When Caedmon had brought Ferrantino to court, people had generally assumed he was there for a bit of entertainment in bed and in the great hall at feasts, when he wielded his instruments and clear voice. Caedmon marrying and producing heirs himself would have complicated the royal line further, so everybody was eager to accept Ferrantino. When he watched the future queen for Caedmon, besides, they figured he was just an idle playmate to her, and should he get in a way of some courtier’s early attempts to get in the child’s head, it was thought to be because he was blithe and unassuming, like a sheep wandering in the way of a noble coach and inadvertently blocking its path. Caedmon, meanwhile, knew that Ferrantino’s influence was the best chance little queen Grecia had to get some sense and smarts into her, as Ferrantino was already his own best advisor, too, after all. Neither of them had any intention of changing the impression Ferrantino made on the court, though. It was by far the best way to keep him safe.

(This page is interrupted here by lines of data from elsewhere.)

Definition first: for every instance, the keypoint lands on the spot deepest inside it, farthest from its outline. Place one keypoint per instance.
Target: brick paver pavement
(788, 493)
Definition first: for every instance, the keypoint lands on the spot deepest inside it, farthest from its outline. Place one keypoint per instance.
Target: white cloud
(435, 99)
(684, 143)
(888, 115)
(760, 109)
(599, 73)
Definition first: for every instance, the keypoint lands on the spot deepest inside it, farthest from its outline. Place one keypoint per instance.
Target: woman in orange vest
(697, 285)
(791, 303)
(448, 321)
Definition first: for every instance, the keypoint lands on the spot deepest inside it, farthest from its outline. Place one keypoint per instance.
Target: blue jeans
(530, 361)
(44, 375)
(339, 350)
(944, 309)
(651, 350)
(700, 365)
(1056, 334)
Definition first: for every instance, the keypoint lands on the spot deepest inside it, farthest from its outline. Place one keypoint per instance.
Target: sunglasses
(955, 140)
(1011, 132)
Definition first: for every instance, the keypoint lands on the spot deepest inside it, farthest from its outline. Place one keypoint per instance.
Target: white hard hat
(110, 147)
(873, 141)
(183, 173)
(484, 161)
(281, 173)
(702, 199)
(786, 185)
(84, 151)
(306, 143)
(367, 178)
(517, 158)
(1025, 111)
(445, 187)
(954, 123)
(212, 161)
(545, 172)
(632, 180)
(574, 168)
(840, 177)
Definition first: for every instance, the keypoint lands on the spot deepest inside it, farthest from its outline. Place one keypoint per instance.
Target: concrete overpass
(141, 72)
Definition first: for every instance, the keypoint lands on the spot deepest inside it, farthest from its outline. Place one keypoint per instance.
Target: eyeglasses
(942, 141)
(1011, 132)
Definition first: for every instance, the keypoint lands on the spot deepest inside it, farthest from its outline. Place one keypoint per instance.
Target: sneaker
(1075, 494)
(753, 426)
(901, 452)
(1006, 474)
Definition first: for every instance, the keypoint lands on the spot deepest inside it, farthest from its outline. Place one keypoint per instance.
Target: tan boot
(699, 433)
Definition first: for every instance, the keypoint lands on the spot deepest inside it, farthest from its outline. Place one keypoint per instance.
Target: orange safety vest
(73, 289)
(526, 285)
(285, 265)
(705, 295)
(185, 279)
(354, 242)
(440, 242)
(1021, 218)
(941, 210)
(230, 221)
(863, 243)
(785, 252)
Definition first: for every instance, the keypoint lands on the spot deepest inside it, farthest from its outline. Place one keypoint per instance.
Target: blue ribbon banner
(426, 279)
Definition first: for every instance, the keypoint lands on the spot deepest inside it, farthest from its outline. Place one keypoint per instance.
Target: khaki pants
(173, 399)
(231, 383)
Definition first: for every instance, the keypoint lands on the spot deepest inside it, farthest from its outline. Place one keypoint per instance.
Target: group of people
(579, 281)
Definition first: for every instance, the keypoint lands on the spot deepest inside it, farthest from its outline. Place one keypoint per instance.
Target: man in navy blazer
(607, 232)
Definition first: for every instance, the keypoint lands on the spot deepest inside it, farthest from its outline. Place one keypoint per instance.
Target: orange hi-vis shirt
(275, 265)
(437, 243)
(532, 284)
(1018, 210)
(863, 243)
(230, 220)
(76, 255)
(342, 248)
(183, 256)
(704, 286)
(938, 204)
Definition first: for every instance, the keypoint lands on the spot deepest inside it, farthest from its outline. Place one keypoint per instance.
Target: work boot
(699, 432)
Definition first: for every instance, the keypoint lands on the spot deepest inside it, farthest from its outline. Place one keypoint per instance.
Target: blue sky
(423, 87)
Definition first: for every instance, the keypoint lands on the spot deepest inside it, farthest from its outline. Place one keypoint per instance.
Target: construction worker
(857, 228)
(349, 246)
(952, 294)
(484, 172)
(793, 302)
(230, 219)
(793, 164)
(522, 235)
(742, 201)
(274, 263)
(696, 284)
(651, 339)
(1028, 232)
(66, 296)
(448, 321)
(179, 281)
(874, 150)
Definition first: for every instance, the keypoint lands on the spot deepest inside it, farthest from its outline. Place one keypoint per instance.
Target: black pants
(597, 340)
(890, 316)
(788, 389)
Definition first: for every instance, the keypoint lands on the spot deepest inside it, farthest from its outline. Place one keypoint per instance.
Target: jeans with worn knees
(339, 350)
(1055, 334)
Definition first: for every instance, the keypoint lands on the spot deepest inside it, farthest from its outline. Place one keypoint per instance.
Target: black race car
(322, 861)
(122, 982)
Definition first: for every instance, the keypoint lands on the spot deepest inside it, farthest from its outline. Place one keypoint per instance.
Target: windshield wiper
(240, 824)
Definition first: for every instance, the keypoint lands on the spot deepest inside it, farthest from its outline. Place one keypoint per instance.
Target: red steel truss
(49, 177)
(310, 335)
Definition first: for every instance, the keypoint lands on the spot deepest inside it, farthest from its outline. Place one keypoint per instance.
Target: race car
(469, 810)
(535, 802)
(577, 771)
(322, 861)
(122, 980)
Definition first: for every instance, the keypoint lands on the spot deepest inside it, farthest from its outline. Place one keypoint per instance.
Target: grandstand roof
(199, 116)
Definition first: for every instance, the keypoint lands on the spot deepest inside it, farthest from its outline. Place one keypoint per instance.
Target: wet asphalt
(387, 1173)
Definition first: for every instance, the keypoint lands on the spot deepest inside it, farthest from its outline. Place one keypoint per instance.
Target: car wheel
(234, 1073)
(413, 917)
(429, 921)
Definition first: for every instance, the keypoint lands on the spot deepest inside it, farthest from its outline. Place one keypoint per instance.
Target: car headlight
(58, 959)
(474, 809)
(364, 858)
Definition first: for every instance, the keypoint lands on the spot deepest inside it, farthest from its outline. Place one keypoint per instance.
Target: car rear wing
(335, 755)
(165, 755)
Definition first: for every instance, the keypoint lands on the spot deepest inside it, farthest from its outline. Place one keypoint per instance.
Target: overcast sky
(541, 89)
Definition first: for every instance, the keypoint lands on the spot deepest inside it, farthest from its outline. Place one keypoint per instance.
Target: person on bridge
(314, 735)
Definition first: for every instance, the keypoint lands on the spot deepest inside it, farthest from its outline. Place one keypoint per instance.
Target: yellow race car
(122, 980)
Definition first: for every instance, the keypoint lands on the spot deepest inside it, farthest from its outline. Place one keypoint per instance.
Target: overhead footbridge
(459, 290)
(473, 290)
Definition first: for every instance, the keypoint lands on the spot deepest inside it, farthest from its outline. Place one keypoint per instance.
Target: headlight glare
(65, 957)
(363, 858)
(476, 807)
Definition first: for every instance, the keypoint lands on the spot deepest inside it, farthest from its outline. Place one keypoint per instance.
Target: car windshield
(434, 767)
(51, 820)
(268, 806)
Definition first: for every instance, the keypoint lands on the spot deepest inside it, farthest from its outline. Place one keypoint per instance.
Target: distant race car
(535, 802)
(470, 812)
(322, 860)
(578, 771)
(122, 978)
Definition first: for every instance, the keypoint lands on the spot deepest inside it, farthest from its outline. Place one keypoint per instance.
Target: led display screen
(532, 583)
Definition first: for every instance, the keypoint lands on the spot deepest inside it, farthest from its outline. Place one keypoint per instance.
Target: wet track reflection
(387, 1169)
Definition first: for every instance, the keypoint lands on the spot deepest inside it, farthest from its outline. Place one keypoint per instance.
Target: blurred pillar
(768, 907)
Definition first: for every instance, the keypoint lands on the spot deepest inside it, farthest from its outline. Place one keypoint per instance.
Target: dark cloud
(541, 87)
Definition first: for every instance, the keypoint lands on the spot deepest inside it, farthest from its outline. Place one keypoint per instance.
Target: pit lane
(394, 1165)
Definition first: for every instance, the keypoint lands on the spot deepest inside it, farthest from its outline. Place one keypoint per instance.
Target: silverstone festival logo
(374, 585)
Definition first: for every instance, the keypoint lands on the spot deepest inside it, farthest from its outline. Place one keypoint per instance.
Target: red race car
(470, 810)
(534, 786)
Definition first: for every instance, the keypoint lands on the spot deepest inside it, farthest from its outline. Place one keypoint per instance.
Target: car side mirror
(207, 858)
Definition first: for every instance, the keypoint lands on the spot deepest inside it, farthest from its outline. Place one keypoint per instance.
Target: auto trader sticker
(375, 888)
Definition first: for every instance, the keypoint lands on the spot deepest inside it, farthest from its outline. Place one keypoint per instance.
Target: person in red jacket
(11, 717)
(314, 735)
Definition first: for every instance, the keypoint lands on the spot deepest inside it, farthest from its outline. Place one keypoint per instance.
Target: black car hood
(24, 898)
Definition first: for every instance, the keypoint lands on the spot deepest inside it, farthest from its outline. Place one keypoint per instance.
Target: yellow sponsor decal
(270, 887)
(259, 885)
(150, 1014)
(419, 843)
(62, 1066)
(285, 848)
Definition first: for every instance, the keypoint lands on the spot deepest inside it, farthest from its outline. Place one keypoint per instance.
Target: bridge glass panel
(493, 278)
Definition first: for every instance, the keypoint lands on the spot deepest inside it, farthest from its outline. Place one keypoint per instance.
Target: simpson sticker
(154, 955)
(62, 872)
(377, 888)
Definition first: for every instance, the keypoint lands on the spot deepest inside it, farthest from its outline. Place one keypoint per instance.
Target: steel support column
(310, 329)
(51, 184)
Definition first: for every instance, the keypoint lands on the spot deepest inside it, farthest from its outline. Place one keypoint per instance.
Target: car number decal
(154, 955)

“Well, those bandits were real, but you’re right to be concerned. Don’t worry, though, if anything seems like too good an opportunity for heroics to me, I will run it past you. You know I’m not so hot-headed that I storm after everything like some young buck.”

“True,” Ferrantino said with a playful smile. “You have always been that way. I remember all those people you used to disappoint by not being goaded into tavern fights…”

Caedmon grinned. “I think if they could, some of these courtiers would like to simply sock me in the jaw, too, but they have to be clever about it here.”

Ferrantino laughed and curled into his side, placing his head on Caedmon’s shoulder. Now they looked the way people probably imagined them watching from the outside, if it were not for the seed between Caedmon’s legs and the possessive arm Ferrantino had thrown over his chest.

Caedmon could never promise Ferrantino the one thing he wanted to say, that he would not die; he was not so foolhardy to make that bet with fate, and Ferrantino was not stupid enough to think anyone could be certain of such a promise. However, other than death, there really wasn’t anything that could stop Caedmon from always coming back to Ferrantino.